This holiday season, will African-Americans keep the black out of Black Friday?

And why is it called Black Friday in the first place?  More on that later…

Of course, Black Friday is the term for the day after Thanksgiving, which shoppers throughout the United States have come to know as the first day of the winter holiday shopping season.  But for blacks, who are still reeling from recent cases of “shopping while black,” there may be a lingering anxiety and reluctance to go out and spend their dollars.

It happened at the Barneys flagship store in New York City when Trayon Christian, a 19-year-old engineering student, was detained by New York’s finest after he bought a $350 Ferragamo belt and was accused of credit card fraud.  Supposedly, young black men don’t have money and steal whatever they want.  Critics of Barneys have signed a petition asking Jay Z to break his deal with the retailer, which includes a new fashion line launched this season.  How ironic that the entertainer-businessman’s fan base is being disrespected and criminalized by the retailer who would benefit from Jay Z’s celebrity status.  Meanwhile, Rev. Al Sharpton has called for a boycott of the business.

And at Macy’s, Treme star Ron Brown was cuffed for buying his mother a $1,000 watch, once again based on accusations of credit card fraud.  What are those HBO actors doing, thinking they can just go and buy things without suffering the consequences, anyway?

Leave it to the folks at the Daily Show to put a humorous spin on a serious problem of racial profiling. Correspondent Jessica Williams suggested that black shoppers bring a white friend along, hire a white person to shop for you, and make friends with the security guard, among other things.  After all, “it’s hard to take advantage of all the black friday steals when you’re being accused of stealing.”  So true.

Key and Peale, we need to hear your take on this.

It was once the case, back in the days of Jim Crow segregation, that the black community protested against businesses that discriminated against blacks.  For example, the 1955-1956 Montgomery Bus Boycott was a protest against racially segregated seating on that city’s public transportation system.  Further, in New York Rev. Adam Clayton Powell, Jr. led a boycott of Harlem stores along 125th Street that would not hire blacks as cashiers or clerks, yet would accept black customers’ money.

Today, African-American buying power is considerable—over $1 trillion, and forecast to rise to $1.3 trillion in 2017.  This would make black America the world’s 16th largest economy.

Some within the black community are urging the black community to leverage their power, in light of complaints of the continued violence they face, the stop-and-frisk practices by law enforcement, the war on drugs and prison profiteering, voter suppression, stand your ground laws, and the shooting of Renisha McBride, Trayvon Martin and others unarmed African-Americans.
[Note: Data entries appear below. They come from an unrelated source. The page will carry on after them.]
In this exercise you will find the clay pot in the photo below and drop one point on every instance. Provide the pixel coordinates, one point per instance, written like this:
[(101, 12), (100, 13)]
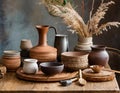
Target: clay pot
[(73, 61), (30, 66), (43, 52), (84, 44), (98, 55), (11, 60), (25, 44)]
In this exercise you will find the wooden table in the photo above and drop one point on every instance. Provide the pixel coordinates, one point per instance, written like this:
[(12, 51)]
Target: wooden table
[(11, 83)]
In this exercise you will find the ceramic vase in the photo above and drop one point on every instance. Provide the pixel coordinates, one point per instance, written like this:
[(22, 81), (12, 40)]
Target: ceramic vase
[(98, 55), (84, 44), (43, 52)]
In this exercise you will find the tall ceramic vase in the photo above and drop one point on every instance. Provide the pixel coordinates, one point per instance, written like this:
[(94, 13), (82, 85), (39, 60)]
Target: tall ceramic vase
[(84, 44), (43, 52)]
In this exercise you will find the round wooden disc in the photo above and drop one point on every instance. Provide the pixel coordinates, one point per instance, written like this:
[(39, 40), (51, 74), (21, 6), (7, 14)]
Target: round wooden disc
[(40, 76), (89, 75)]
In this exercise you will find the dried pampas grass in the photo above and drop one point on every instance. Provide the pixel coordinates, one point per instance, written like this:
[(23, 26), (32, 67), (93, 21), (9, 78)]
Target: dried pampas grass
[(76, 23)]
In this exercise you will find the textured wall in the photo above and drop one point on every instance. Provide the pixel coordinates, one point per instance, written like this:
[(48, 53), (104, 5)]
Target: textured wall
[(19, 17)]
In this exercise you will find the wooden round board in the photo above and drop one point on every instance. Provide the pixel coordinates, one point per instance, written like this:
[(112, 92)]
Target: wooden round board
[(44, 78), (89, 75)]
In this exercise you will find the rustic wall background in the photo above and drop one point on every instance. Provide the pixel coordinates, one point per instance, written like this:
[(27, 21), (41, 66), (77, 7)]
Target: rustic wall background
[(19, 17)]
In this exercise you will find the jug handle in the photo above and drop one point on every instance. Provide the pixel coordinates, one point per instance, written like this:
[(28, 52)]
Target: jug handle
[(54, 29)]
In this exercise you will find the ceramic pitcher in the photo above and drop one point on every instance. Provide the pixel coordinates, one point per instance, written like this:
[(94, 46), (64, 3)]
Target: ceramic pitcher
[(30, 66)]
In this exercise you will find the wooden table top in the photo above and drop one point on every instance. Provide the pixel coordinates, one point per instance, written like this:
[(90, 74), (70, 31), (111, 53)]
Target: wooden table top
[(11, 83)]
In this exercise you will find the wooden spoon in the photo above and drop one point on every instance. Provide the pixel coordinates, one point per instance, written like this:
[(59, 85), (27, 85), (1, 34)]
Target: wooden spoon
[(81, 81)]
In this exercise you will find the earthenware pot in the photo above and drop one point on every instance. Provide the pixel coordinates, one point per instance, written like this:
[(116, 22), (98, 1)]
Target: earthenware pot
[(30, 66), (98, 55), (84, 44), (11, 59), (73, 61), (25, 44), (43, 52)]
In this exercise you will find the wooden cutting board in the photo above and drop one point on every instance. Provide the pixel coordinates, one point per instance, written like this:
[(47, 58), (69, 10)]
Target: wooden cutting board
[(42, 77), (89, 75)]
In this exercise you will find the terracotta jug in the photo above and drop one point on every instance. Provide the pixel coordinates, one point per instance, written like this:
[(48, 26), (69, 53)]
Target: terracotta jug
[(43, 52), (98, 55)]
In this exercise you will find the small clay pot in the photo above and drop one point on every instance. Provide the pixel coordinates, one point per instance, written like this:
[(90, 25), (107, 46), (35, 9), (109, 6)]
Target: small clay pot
[(74, 61), (11, 60), (98, 55), (25, 44), (30, 66)]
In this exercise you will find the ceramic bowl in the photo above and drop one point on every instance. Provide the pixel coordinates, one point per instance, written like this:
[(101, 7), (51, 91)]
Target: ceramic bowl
[(74, 60), (51, 68)]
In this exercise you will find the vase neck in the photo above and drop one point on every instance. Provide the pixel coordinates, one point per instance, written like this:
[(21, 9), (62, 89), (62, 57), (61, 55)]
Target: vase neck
[(42, 31)]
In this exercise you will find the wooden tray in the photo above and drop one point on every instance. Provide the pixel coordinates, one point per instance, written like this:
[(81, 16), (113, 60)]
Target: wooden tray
[(42, 77), (89, 75)]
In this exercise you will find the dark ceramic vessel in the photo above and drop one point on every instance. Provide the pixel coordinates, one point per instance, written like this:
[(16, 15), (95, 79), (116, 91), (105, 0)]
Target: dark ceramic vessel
[(98, 55), (51, 68)]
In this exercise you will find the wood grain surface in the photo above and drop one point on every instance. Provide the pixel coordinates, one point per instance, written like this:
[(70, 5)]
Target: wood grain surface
[(11, 83), (40, 76), (89, 75)]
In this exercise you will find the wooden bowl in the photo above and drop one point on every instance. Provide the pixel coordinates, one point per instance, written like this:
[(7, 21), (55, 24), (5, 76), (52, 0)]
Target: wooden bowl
[(51, 68), (74, 60)]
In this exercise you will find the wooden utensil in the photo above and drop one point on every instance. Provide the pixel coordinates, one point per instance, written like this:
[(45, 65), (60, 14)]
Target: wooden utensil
[(81, 81)]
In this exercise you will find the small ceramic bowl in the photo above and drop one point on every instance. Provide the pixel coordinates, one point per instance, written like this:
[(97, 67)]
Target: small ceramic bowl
[(51, 68), (74, 61)]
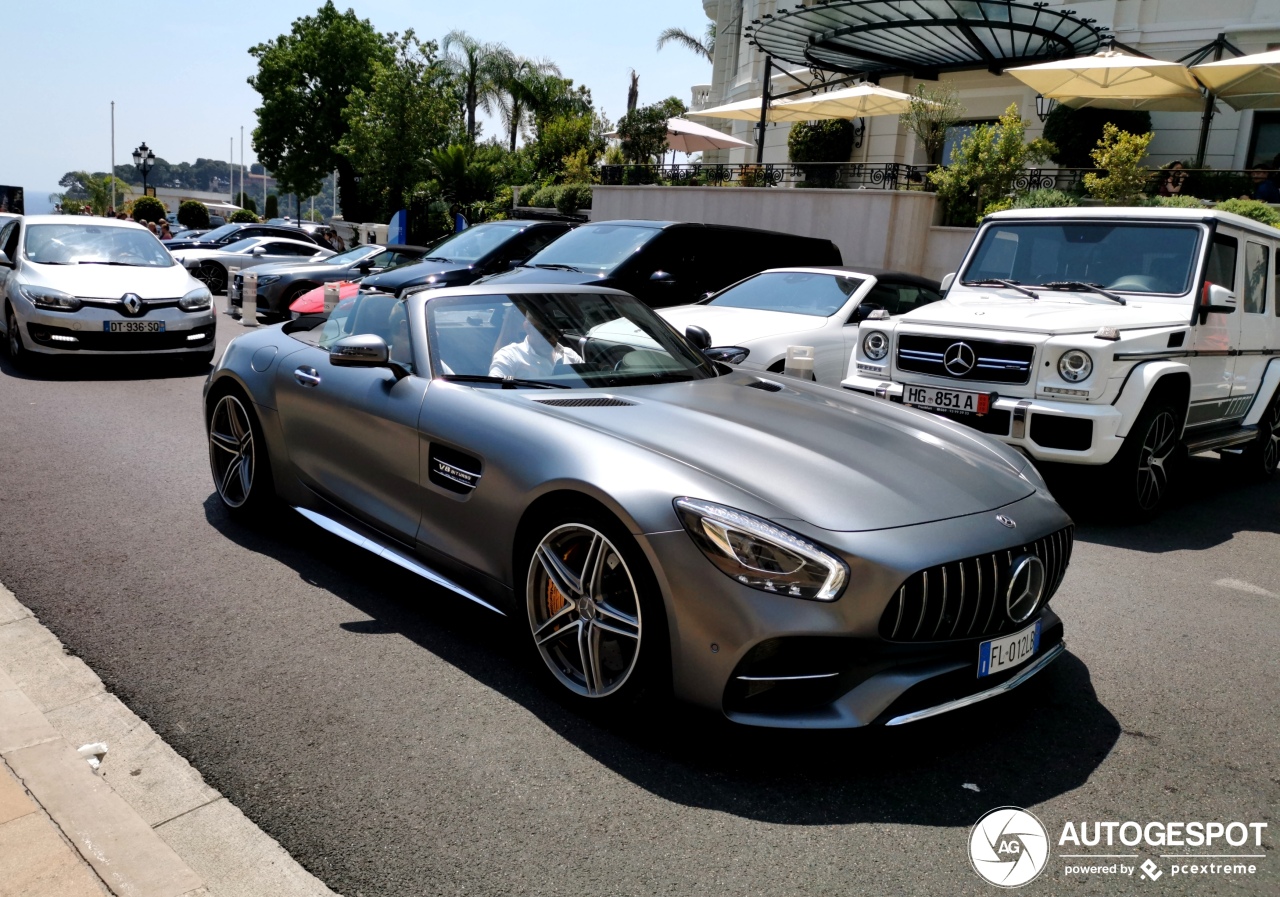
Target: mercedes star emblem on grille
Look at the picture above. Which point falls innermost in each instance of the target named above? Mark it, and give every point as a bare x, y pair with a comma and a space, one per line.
959, 358
1025, 587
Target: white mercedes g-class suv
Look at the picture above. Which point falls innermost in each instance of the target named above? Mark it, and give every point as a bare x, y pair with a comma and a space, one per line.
1106, 337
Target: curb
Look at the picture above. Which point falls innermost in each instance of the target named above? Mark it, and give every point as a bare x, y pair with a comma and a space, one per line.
145, 822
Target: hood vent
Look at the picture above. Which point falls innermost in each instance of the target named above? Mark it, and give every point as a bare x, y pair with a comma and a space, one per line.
600, 402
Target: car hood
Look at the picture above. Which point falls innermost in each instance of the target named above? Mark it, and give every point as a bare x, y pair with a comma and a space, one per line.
837, 461
109, 282
1052, 314
740, 326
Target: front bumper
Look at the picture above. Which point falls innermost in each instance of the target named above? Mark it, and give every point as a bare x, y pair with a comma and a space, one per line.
1075, 433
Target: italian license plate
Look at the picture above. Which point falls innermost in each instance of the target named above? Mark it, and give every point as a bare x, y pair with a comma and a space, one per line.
133, 326
1008, 651
947, 399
For example, Ron Daniels suggests blacks support black businesses on Black Friday in order to bolster the economy of their community.  For Daniels, it is a matter of self-interest and resisting the allure of the corporate retail shopping season, as “Black people continue to be neglected, disrespected, disregarded and abused because we have become too tame, tolerant and even accepting of our oppression.”  This comes as others such as the Alpha Kappa Alpha sorority are recommending a Black Monday to support African-American businesses.

Another compelling reason for altering the buying habits in the black community, according to Colorlines, is pure economic exploitation.  For many retail giants this year, Black Friday has turned into Black Thursday, with breadwinners working on Thanksgiving day in part-time, low wage jobs.  Due to this “Black Friday Creep,” millions of minimum wage earners will have to report to work and miss holiday dinner with their families.  Raising the minimum wage is a racial justice issue, as people of color are 32 percent of the workforce, but are 42 percent of these low wage earners.

The period between Thanksgiving and Christmas Eve can account for as much as 40 percent of a retailer’s annual sales.  And Black Friday is called that because it is the time when retail stores begin to get out of the red and start earning a profit.  In other words, this is the time of the year for them to get into the black.  This year, the stakes are high and consumer confidence is low, as the Tea Party-led circus known as the government shutdown cost the U.S. economy $25 billion.  2 million federal workers, disproportionately workers of color, were denied pay before the holiday season and they’re playing catchup right now.

And to add to the mess, food stamps were just slashed right before the holidays.  On November 1, the federal program known as SNAP, or Supplemental Nutrition Assistance Program, cut its minimum payment for a family of four from $668 a month to $632.  47 million Americans, or 1 in 7 people, depend on the program to eat.  85 percent of those benefiting from food stamps are children, and most are people of color. The cuts to SNAP will translate to 2 billion fewer meals for poor people next year.

So in other words, money is also tight for many in the black community.  And they might think twice about whether and where to spend their hard-earned cash, particularly if they face arrest for the crime of shopping while black in the process.